相変わらず誘爆の危険性はあるが、ロケット弾の爆発に比べれば銃弾の爆発などたかが知れたものだ。
逆に詰め込まれた銃弾が擬似的な装甲の役割を果たすこともあるのではなかろうか?
まあ、それは気にしたところでという話だが…。
何はともあれ、機体を脆弱にしていた装備が取り払われたことで、敵機は元作業機らしい頑丈さを取り戻したということだ。
射撃がこれまでに比べ効果的でないと言っても、その他の手段もある。
ゴォッ!
例えば近接武器。
しかしこれも少々面倒だ。
というのも、
『ひっ、来るな!』
ビシュッ
敵機から放たれる熱光線。
クルッ、スパッ!
回避した流れのまま、光線を放った敵機を袈裟斬りにする。
…ボッ
二つに分かたれた機体から流れた燃料に電気火花が引火したようだ。
撃墜。
話を戻して、近接も面倒な理由が、ロケットポッドの代わりに敵機が装備している熱光線銃だ。

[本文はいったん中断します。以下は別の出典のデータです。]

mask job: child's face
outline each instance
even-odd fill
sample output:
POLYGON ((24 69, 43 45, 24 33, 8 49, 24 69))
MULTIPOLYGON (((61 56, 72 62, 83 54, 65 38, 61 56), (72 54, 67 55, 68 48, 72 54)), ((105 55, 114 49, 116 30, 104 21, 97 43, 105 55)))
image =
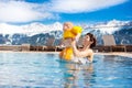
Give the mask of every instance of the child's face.
POLYGON ((70 22, 66 22, 64 23, 63 25, 63 30, 66 31, 66 30, 72 30, 73 29, 73 23, 70 22))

ブラスターはキャトラス、ドギヘルス双方において、パルス系の前に開発された実体系エネルギー兵器だ。
詳しい構造を省いて説明すると、「超高温で燃焼する物質に着火したものを射ち出す兵器」である。
弾自体を燃やしている性質上射程や連射性に難があり、キャトラスでは後に開発されたパルス兵器がエネルギー兵器の主流になっている。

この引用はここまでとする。